JAKARTA Lawyers for the Indonesian unit of U.S. firm Newmont Mining Corp. formally requested on Thursday the release from detention of five gold mine executives being questioned by police over pollution allegations.
The employees of PT Newmont Minahasa Raya, including an Australian and an American, were detained last week.
"We have officially submitted the request letter (to police) for five of our clients to be released," Lutfi Yazid, one of Newmont's lawyers working on the case, said in a statement.
The request was made with the assurance that the detainees would not attempt to flee, he said.
The world's largest gold miner's Minahasa site, 2,150 km (1,340 miles) northeast of Jakarta, was closed in August due to depleted reserves and the company had been carrying out reclamation work.
The accusations of dumping toxic waste into a North Sulawesi bay and making villagers sick relate to when the mine was operational.

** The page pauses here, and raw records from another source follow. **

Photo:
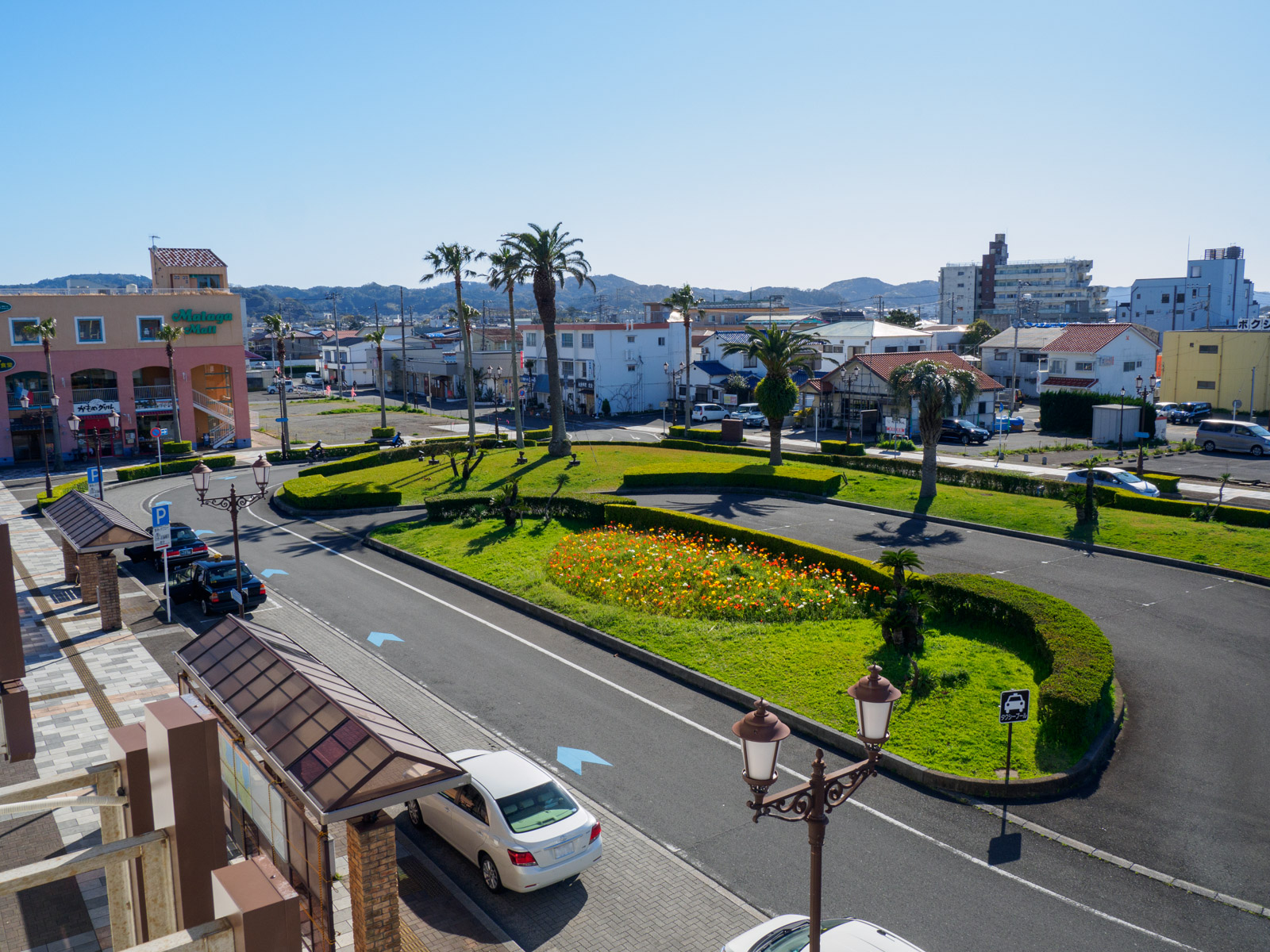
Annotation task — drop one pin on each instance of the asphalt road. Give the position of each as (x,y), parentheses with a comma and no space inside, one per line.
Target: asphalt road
(903,857)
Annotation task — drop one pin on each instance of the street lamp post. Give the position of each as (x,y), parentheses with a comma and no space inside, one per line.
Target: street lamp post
(761,734)
(44,447)
(202,476)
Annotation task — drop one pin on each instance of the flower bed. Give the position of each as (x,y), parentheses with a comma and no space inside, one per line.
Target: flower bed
(700,577)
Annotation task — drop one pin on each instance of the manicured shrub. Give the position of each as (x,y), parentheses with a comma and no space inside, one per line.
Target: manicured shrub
(651,518)
(175,466)
(1076,692)
(317,493)
(683,474)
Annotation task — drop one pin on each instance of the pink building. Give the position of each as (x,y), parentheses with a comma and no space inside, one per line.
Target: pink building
(107,359)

Those detained include U.S. citizen Bill Long, the Minahasa site manager, and Australian Phil Turner, manager for production and maintenance at the now closed Minahasa gold mine. The other three are Indonesians. None of the five have been charged.
It is legal in Indonesia to hold suspects or those with possible information on a case for days or weeks before they must be formally charged or released.
Denver, Coloradobased Newmont has strenuously denied the accusations and said the detentions were unnecessary because its officials were giving police their full cooperation.
Police have said the men needed to be detained for effective questioning, and there was enough preliminary evidence to justify holding them.
The United States has stepped up pressure on Jakarta over the case, with Ambassador Ralph Boyce calling on President Megawati Sukarnoputri to express concern over the detentions.
The case has alarmed foreign miners over the growing difficulty of doing business in Indonesia's outlying regions. Investment in the sector has slumped over vague regulations, illegal mining, and tough environmental rules.